Yeah, I mean is it is it on and I this is why I think this is so important, is it? Is it part of what we should be doing to help make sure patients know so they can advocate for someone that might not have seen the amazing work that you’ve done? Because, I mean, I was treated at NCI designated cancer center, amazing place. But I got very standard of care for someone much older than me. And I think certain things could have been left out from my treatment that might have you know, but again, like, still make so much amazing research. Like yours and other people are coming out that I think, would you suggest I think that’s part of what Kathleen was bringing up because I’m one of the moderators in colon town for the Texas Group. Like and I’ve shared some of some of this information there and through other channels.
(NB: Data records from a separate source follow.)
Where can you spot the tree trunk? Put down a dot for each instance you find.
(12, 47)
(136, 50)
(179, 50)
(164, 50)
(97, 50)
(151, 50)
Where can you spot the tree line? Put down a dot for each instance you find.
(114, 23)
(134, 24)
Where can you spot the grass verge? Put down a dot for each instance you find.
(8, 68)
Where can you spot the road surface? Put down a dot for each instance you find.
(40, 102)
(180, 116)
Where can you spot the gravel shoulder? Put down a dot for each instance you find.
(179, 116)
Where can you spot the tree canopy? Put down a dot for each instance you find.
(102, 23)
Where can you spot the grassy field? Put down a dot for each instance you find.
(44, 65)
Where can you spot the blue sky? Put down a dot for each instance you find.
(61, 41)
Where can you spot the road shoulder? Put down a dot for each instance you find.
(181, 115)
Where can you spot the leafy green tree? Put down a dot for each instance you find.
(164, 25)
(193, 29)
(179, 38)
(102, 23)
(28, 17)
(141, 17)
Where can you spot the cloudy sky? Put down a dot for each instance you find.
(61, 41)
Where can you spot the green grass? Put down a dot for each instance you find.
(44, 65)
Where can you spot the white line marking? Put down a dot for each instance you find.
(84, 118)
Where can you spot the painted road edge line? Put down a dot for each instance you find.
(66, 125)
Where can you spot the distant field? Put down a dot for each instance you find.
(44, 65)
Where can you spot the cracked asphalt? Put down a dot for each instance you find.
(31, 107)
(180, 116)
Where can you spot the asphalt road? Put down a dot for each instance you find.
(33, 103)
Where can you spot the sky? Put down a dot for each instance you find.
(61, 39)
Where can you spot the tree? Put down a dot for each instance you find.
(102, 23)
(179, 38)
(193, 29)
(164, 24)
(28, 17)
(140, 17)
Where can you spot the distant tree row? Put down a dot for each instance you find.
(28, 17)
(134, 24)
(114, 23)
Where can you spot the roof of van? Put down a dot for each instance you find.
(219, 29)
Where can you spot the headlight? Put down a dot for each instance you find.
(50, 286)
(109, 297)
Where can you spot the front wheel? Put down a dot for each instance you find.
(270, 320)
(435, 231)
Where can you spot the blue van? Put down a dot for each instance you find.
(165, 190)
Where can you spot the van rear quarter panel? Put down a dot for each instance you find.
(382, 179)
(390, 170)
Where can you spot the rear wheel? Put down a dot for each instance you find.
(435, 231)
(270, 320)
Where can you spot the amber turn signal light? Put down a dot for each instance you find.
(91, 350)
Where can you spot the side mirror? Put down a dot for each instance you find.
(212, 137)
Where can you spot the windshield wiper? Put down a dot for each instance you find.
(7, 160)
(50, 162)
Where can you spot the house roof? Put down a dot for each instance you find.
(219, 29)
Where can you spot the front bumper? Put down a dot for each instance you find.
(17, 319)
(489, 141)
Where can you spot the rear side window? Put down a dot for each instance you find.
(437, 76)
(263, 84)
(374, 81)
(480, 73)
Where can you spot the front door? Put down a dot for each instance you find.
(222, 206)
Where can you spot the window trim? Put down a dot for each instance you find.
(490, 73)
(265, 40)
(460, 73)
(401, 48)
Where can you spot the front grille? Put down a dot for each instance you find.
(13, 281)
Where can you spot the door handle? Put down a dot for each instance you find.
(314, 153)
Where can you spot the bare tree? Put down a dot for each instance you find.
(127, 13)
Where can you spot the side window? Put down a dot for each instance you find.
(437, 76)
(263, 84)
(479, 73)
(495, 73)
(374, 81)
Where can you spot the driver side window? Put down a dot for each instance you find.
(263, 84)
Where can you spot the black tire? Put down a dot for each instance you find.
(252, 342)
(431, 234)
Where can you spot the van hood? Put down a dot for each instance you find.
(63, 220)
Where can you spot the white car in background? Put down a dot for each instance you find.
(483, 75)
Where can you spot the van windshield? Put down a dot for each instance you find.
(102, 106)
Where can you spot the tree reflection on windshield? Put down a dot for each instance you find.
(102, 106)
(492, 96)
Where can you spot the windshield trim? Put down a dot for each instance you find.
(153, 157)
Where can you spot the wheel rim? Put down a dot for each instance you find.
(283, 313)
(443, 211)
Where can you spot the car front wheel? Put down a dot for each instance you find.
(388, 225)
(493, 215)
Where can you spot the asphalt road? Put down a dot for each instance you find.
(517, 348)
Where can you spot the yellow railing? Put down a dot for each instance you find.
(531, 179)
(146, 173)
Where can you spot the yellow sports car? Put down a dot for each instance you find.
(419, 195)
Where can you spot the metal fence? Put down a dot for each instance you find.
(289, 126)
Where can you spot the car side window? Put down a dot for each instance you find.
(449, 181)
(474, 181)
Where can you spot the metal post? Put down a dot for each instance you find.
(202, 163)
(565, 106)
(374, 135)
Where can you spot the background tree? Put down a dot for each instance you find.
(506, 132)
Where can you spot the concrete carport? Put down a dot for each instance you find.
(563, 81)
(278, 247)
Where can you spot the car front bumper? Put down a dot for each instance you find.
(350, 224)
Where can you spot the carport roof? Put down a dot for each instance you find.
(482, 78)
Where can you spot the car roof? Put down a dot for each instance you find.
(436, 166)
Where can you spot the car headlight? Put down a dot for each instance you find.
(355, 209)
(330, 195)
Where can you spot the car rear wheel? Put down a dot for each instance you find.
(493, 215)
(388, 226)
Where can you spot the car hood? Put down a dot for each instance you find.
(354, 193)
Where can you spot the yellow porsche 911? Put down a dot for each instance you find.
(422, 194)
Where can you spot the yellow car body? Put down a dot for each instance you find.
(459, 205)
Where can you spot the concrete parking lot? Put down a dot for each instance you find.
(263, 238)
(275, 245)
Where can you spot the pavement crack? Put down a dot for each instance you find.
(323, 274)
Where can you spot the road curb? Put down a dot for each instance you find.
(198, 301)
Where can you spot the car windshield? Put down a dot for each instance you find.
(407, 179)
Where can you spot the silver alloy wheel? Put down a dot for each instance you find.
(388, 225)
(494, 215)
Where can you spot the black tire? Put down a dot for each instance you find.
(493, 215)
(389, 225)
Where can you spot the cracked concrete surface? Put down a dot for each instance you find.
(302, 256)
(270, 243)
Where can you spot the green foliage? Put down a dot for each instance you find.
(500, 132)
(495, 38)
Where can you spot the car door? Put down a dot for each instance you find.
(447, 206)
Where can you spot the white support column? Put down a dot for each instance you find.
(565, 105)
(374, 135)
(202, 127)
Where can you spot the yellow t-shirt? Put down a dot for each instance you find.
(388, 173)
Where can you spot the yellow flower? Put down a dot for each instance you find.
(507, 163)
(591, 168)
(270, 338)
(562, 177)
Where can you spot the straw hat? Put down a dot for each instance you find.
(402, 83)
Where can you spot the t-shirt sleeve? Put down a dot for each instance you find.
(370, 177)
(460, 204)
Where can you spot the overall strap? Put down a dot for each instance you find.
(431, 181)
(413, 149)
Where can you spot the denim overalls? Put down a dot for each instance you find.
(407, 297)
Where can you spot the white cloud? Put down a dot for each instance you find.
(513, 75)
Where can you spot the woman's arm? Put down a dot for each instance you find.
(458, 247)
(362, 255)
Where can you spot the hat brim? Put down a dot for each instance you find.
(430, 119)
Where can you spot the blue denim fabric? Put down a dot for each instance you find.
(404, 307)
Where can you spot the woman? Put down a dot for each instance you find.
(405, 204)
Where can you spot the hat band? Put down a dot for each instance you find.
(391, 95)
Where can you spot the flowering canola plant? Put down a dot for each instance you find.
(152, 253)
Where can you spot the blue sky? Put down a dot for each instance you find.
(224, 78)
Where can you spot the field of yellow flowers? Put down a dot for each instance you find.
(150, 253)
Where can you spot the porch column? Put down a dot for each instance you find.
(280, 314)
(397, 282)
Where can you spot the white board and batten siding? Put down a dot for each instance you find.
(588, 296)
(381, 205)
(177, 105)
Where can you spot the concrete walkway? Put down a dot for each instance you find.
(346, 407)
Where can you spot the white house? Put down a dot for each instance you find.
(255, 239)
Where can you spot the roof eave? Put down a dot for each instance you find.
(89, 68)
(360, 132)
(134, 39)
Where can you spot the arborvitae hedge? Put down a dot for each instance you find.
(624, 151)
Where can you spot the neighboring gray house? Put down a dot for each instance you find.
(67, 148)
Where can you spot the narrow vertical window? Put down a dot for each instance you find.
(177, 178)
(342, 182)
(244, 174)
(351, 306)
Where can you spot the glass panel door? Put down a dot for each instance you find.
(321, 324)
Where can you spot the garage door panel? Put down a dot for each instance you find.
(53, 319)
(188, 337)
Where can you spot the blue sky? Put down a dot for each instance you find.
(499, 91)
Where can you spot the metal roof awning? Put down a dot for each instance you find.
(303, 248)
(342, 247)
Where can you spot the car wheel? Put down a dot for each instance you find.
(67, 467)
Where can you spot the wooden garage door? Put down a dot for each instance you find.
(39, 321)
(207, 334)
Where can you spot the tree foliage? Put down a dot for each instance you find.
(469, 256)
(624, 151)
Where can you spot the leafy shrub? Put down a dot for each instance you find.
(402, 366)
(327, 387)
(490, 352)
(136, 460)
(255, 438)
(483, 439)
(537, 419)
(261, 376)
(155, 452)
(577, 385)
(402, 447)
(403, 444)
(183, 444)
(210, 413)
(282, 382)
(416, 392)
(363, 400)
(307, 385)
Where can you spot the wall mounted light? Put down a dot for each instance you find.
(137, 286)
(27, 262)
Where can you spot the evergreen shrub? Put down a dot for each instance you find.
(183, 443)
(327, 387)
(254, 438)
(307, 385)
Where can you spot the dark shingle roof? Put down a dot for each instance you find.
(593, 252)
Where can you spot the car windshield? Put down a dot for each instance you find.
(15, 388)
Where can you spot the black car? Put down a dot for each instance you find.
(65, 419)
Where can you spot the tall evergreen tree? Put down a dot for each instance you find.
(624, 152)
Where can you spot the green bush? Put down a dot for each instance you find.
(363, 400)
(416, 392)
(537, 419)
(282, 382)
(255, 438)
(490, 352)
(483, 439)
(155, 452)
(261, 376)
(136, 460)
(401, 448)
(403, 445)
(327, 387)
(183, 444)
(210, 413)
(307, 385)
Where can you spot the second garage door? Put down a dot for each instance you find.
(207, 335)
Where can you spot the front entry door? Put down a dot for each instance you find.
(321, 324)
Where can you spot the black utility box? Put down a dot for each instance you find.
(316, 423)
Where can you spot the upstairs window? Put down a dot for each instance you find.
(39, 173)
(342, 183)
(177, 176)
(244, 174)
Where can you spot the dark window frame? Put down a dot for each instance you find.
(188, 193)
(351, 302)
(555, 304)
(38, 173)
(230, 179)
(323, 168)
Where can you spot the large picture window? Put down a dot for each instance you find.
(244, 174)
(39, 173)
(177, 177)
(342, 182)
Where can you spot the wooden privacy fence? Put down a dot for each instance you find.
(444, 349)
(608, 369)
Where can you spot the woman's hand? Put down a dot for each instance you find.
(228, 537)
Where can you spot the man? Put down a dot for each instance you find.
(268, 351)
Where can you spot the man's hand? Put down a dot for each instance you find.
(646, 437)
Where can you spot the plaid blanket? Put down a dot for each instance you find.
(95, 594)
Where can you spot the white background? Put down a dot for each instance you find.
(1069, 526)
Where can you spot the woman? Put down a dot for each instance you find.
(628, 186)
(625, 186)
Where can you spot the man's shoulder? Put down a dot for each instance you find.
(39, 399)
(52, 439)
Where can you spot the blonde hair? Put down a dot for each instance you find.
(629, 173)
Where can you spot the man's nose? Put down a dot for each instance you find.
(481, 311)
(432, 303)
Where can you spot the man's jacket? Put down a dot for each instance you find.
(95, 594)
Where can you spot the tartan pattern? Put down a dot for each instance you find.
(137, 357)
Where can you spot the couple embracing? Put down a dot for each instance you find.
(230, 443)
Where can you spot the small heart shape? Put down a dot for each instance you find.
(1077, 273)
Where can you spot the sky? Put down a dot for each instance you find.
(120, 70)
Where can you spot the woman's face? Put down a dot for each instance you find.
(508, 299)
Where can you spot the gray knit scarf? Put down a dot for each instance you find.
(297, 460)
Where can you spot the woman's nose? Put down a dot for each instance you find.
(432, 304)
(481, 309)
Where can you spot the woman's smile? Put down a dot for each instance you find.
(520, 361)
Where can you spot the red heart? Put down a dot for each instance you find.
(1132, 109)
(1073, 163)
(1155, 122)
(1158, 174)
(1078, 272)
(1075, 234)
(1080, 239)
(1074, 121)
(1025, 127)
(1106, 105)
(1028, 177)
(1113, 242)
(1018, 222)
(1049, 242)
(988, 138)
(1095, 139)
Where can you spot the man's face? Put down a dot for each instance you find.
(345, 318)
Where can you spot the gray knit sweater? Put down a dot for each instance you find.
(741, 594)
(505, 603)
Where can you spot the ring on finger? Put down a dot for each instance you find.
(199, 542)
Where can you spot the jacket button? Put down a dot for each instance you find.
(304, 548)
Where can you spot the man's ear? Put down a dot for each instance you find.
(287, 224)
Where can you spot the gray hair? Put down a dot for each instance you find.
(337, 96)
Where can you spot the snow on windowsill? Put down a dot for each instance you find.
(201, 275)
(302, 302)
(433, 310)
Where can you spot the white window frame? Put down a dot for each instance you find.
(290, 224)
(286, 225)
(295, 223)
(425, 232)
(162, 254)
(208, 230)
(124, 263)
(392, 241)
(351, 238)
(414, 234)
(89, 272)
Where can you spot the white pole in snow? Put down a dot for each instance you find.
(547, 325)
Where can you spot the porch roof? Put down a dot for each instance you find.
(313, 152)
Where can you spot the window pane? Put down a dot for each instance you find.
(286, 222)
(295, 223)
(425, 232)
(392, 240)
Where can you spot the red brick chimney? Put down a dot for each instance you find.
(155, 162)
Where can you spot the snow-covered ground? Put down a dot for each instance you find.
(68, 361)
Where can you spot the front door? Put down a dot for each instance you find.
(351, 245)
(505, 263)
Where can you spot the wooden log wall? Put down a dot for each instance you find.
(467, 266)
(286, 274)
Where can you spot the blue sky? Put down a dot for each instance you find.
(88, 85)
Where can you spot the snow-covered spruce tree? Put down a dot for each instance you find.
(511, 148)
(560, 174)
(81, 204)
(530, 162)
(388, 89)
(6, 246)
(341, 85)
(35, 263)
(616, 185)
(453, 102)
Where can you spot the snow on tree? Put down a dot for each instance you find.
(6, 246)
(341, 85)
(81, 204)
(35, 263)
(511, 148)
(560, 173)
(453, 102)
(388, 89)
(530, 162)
I’m SWOG Patient Advocate, by the way, so I probably help with certain things related to some of this, but I’m like, I want to make sure everybody knows about this. That’s awesome. Yeah.

Dr. Schrag
I think that you are a more effective spokeswoman than I would be. You know, my job is to do the trials and treat the patients and write the orders, understand the science. And I think you are going to be a more effective spokesperson. than I will be

Yeah, so what you’re doing sorry to interrupt but Alison, that’s why we are having this. This call. Right so this video will be on COLONTOWN University, and you know you you’re free to share it with anybody and it’s great that we have this specific discussion, because when you say you know about being able to skip radiation, I want you to stress what Dr. Schag said that for this very specific group we know that skipping radiation is non inferior, but for anybody who doesn’t belong to this group, there is no evidence to suggest that it may be non inferior. I think that’s the key thing that we have to stress when we talk to patients and then have them come in you know, watch the video. Watch it a few times if they’re not able to understand it the very first time and you know Dr. Schag is fascinated in very, very simple and easy to understand terms. So they can take this to their clinician and then discuss it because their care team will be able to explain it more if they have more questions. I think that’s our role, right? Like as patient advocates. This is how we can make more people aware of it so that you know for the patients who are in this select group, they are they get to discuss this with their care team.

Yeah, yeah. Okay, thank you so much. I mean, the only thing
thanks, everybody. Thank you guys so much for everything that you do. Yeah, you’re very welcome. And thank you for staying so late and explaining all of this to us. Take care everyone. Have a good day. Bye.